И сзади кто-то подсказал:

«А это Нина Бруни, она Бальмонта дочь!»

Обратный путь от кладбища до «будки».

Толпа уже разбилась на компашки,

а вот и «будка». Нету перемен.

Я был здесь летом. Перемен не вижу.

Вещички те же, кое-что, конечно,

припрятано до летнего сезона.

Вот только ящик водки у окна.

Мы выпиваем. Боже, Боже правый,

как вкусно быть живым, великолепны

на черном хлебе натюрморты с салом,

селедкой и с отдельной колбасой.

Мы говорим, уже оживлены!

Все понимают — эти сорок восемь часов

нам в жизни бедной не перешибить —

во всяком случае немного шансов

подняться выше мартовских сугробов

на комаровском кладбище.

Семидесятипятилетний Аренс читает

собственное сочиненье на смерть Ахматовой.

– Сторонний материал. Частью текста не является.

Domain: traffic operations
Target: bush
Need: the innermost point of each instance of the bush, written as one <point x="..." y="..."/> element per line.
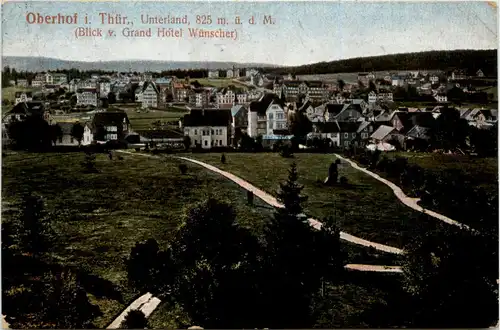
<point x="183" y="168"/>
<point x="286" y="152"/>
<point x="135" y="319"/>
<point x="343" y="181"/>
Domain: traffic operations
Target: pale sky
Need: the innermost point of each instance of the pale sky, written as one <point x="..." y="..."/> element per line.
<point x="304" y="32"/>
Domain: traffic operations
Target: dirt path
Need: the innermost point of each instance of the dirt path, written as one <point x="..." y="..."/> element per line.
<point x="145" y="303"/>
<point x="408" y="201"/>
<point x="269" y="199"/>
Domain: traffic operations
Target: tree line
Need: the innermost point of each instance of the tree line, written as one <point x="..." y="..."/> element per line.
<point x="472" y="60"/>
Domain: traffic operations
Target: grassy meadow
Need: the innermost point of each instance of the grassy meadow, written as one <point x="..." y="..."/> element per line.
<point x="99" y="217"/>
<point x="365" y="208"/>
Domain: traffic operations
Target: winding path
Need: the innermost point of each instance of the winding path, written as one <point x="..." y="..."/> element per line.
<point x="408" y="201"/>
<point x="145" y="303"/>
<point x="269" y="199"/>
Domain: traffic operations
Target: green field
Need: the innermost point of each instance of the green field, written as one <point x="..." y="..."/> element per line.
<point x="482" y="171"/>
<point x="8" y="93"/>
<point x="99" y="217"/>
<point x="366" y="208"/>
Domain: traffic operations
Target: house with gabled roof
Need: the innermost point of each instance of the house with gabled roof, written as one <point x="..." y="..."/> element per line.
<point x="150" y="94"/>
<point x="110" y="125"/>
<point x="208" y="128"/>
<point x="266" y="115"/>
<point x="67" y="139"/>
<point x="385" y="134"/>
<point x="326" y="130"/>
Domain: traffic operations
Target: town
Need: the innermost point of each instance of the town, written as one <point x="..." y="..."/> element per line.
<point x="147" y="200"/>
<point x="392" y="111"/>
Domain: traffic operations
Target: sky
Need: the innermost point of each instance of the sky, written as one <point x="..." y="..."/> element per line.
<point x="303" y="32"/>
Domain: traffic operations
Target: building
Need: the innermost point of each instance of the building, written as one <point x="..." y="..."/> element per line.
<point x="257" y="114"/>
<point x="22" y="83"/>
<point x="86" y="96"/>
<point x="213" y="74"/>
<point x="314" y="90"/>
<point x="199" y="97"/>
<point x="180" y="92"/>
<point x="104" y="87"/>
<point x="207" y="128"/>
<point x="441" y="98"/>
<point x="110" y="125"/>
<point x="23" y="97"/>
<point x="67" y="139"/>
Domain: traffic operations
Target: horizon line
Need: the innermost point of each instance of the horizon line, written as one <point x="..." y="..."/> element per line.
<point x="269" y="64"/>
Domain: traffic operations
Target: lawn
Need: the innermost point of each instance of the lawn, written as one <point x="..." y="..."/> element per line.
<point x="482" y="171"/>
<point x="99" y="217"/>
<point x="8" y="93"/>
<point x="366" y="208"/>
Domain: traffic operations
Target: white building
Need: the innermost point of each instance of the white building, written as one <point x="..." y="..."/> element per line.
<point x="86" y="96"/>
<point x="208" y="128"/>
<point x="213" y="74"/>
<point x="150" y="95"/>
<point x="276" y="118"/>
<point x="67" y="139"/>
<point x="104" y="88"/>
<point x="23" y="97"/>
<point x="22" y="82"/>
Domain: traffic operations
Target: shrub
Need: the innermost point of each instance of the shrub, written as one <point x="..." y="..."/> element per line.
<point x="343" y="181"/>
<point x="135" y="319"/>
<point x="286" y="152"/>
<point x="183" y="168"/>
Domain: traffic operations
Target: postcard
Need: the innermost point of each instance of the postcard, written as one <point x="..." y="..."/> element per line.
<point x="249" y="164"/>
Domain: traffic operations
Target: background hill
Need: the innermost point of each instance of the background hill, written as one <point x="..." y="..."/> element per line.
<point x="486" y="60"/>
<point x="35" y="64"/>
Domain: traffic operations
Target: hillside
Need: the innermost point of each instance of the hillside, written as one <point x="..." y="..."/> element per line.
<point x="35" y="64"/>
<point x="486" y="60"/>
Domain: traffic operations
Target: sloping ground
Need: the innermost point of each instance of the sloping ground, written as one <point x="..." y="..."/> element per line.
<point x="99" y="217"/>
<point x="365" y="208"/>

Малюсенький, лохматый, совсем седой —

командовал эсминцем в пятнадцатом году

на Черном море. Георгиевский кавалер,

друг Гумилева, ныне орнитолог,

лет восемнадцать разных лагерей,

в Кавказском заповеднике работа

и десятирублевые заметки о птицах

для пионерской прессы, он немного

Ахматову переживет. Теперь и нам пора.

Пошли. На электричке десять двадцать

мы уезжаем. Вот и все.

ТЕПЕРЬ ОНА БЫЛА.

А мы остались.

Это меняет многое

и в судьбах, и в словах.

И как написано в сороковом году:

«Когда человек умирает,

Изменяются его портреты…»

Но не только его портреты,

а и все, кто его любил…

Скоро, скоро вокзал и город,

скоро, скоро грядущее нагрянет,

скоро нам свою размыкать долю.

1974

Могила А. Ахматовой. Комарово.

УЗЕЛ

Мы жили рядом. Два огромных дома,

по тысяче квартир, наверно, каждый,

не менее. И оба знамениты

в столице этой брошенной и ныне

считающейся центром областным.

Нас разделял унылый переулок,

как и дома, изрядно знаменитый

одной из самых популярных бань.

А для меня еще старинной школой,

построенной купечеством столичным,

как говорили, лучше всех в России.

За девять лет я кончил десять классов

(поди, не всякий эдак отличится),

но, впрочем, не об этом речь совсем.

Мы жили рядом. Я звонил в любое

из четырех времен, объявших сутки,

и, кажется, на сто моих звонков

она не подошла четыре раза.

Ну, пять, ну, шесть, но все-таки не больше.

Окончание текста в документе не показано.